The opening of the cell belongs to the English scientist R. Hooke, who, looking through a thin section of cork under a microscope, saw structures similar to honeycombs and called them cells. Later, unicellular organisms were studied by the Dutch scientist Anthony van Leeuwenhoek. The cell theory was formulated by the German scientists M. Schleiden and T. Schwann in 1839. The modern cell theory has been significantly supplemented by R. Birzhev and others.

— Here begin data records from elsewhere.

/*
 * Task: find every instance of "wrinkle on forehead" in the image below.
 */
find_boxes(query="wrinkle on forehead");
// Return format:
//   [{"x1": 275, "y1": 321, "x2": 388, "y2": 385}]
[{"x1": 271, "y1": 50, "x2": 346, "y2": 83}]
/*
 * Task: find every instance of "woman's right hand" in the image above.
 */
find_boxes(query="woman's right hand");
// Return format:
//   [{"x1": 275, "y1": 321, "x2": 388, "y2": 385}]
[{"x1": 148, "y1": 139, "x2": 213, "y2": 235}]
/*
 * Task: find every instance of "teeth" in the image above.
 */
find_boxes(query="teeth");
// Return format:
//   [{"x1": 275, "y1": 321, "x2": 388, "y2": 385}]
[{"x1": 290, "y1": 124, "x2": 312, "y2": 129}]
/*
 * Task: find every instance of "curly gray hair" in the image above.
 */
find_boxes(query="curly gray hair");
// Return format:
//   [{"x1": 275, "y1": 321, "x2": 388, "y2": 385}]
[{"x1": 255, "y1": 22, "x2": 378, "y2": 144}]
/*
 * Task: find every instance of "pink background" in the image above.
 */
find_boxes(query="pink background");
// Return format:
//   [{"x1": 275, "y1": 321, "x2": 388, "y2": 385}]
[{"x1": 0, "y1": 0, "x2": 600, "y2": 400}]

The main provisions of modern cell theory:

cell - the basic unit of the structure, functioning and development of all living organisms, the smallest unit of the living, capable of self-reproduction, self-regulation and self-renewal;

the cells of all unicellular and multicellular organisms are similar (homologies) in their structure, chemical composition, basic manifestations of vital activity and metabolism;

cell reproduction occurs by dividing, each new cell is formed as a result of the division of the original (mother) cell;

in complex multicellular organisms, cells are specialized in the functions they perform and form tissues; tissues consist of organs that are closely interconnected and subject to nervous and humoral regulation.

These provisions prove the unity of the origin of all living organisms, the unity of the entire organic world. Thanks to the cell theory, it became clear that the cell is the most important component of all living organisms.

A cell is the smallest unit of an organism, the boundary of its divisibility, endowed with life and all the main features of an organism. As an elementary living system, it underlies the structure and development of all living organisms. At the cell level, such properties of life as the ability to exchange substances and energy, autoregulation, reproduction, growth and development, and irritability are manifested.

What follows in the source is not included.